Como você lida com as travas da escrita, como a procrastinação, o medo de não corresponder às expectativas e a ansiedade de trabalhar em projetos longos?
Acredito que a capacidade de concretizar projetos longos, como o de uma tese de doutorado, envolve ter sempre em mente que eles não se desenvolvem de um dia para noite. No entanto, isso também exige o controle da ansiedade de saber que ainda há um longo percurso pela frente. A maneira que encontrei para tentar lidar um pouco melhor com isso é trabalhar com metas menores, mas que serão capazes de me levar à conclusão almejada. Tento sempre refletir sobre quais são as minhas prioridades para não me afastar do que seria a meta de finalizar o projeto maior. Além disso, como boa parte do desenvolvimento da minha pesquisa de pós-graduação acontece dentro de um espaço muito interno, comigo mesma, já que sou eu que tenho que tomar a decisão de dedicar um determinado tempo para ler uma nova referência, para escrever aquela página, gosto muito de tornar mais tangível o meu tempo de pesquisa. Por exemplo, através da visualização das tarefas que realizei e que anoto na minha agenda on-line, da utilização de um aplicativo que permite traduzir o meu tempo de concentração em uma plantação de árvores (Forest) e de períodos de redação no espaço Thèsez-vous, os quais são contabilizados no meu perfil. Pode parecer simples, mas essas visualizações do tempo que me dedico à pesquisa são como pequenas recompensas dentro desse processo, reafirmando que estou evoluindo.

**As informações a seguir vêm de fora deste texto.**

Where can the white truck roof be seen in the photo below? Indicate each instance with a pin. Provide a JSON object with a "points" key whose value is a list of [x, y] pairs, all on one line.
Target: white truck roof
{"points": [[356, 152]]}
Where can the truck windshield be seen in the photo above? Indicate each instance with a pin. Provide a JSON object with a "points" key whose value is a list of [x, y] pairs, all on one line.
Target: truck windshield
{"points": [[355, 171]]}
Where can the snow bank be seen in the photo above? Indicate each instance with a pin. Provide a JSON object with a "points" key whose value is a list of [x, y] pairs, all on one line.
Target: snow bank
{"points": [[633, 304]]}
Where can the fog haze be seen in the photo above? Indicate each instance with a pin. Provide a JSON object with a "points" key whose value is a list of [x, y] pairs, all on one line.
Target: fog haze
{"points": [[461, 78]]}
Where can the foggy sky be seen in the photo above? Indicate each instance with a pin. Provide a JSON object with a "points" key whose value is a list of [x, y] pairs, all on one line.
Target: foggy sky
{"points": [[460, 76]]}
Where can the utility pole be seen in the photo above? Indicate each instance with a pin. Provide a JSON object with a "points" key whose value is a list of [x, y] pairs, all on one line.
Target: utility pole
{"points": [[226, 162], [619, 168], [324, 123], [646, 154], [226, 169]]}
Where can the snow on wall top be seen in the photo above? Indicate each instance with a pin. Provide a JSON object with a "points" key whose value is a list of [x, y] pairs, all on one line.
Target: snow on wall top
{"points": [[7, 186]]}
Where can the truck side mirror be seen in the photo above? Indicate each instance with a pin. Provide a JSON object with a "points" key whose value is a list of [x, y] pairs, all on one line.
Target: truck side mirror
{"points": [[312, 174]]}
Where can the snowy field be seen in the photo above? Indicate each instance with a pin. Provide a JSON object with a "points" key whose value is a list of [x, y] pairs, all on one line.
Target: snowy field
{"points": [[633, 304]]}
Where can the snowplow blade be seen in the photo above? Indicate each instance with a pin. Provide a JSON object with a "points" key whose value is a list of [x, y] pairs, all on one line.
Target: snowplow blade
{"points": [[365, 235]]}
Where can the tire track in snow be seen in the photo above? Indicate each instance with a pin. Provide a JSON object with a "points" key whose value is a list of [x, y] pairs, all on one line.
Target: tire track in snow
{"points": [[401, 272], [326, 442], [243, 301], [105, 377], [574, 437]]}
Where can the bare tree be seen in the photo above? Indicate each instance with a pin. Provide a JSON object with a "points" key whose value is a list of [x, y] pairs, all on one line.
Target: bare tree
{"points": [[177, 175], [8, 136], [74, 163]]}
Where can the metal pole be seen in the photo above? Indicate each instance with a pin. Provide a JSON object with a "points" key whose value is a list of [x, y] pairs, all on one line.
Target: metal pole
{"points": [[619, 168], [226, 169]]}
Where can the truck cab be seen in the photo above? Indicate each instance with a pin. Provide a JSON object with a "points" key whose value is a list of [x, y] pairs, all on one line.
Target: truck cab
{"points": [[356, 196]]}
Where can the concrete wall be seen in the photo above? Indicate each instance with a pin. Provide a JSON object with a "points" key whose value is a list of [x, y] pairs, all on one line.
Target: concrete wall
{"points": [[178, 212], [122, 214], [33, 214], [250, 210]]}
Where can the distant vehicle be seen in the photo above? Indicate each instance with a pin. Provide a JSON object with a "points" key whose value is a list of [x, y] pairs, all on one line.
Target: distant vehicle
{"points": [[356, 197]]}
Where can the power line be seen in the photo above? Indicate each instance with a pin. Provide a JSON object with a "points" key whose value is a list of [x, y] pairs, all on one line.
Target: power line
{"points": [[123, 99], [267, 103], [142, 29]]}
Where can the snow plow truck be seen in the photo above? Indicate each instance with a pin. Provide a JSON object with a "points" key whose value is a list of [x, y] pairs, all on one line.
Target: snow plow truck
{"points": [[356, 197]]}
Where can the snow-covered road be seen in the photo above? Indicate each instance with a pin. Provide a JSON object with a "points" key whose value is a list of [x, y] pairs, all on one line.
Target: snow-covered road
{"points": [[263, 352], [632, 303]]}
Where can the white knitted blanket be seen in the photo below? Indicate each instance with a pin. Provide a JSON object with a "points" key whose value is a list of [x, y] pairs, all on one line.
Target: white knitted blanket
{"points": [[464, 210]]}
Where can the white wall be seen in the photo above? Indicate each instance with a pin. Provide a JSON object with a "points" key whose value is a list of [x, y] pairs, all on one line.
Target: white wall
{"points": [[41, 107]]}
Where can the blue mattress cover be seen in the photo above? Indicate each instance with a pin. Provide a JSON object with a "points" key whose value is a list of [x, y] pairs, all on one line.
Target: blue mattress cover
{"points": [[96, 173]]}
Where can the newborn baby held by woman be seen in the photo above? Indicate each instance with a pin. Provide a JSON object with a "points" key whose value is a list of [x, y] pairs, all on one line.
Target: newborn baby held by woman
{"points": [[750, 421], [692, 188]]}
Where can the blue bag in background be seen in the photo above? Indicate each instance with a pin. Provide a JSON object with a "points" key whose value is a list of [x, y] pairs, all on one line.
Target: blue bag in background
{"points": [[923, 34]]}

Quantas vezes você revisa seus textos antes de sentir que eles estão prontos? Você mostra seus trabalhos para outras pessoas antes de publicá-los?
Além das revisões parciais que acontecem durante a escrita do texto, sempre reviso no mínimo umas duas vezes antes de concluí-lo. Faço uma leitura no final da redação e antes de encaminhá-lo, seja para publicação ou para um trabalho universitário, leio mais uma vez para verificar se não deixei passar nada. Gosto bastante, quando possível, de ler uma versão impressa do texto ou mesmo de criar um documento .PDF para lê-lo na tela do computador. Assim, sinto que consigo visualizar detalhes que seriam mais difíceis de identificar em um documento Word. Mas só tenho realmente a segurança de enviar um texto depois da leitura prévia de outras pessoas. Para isso, sempre recorro ao meu companheiro Fernando de Siqueira, que é tradutor, e à minha irmã Sarah Motter, que é jornalista de formação. Tenho muita sorte de poder ter esses outros olhares e, assim, ter uma ideia melhor da comunicabilidade dos meus textos.
Como é sua relação com a tecnologia? Você escreve seus primeiros rascunhos à mão ou no computador?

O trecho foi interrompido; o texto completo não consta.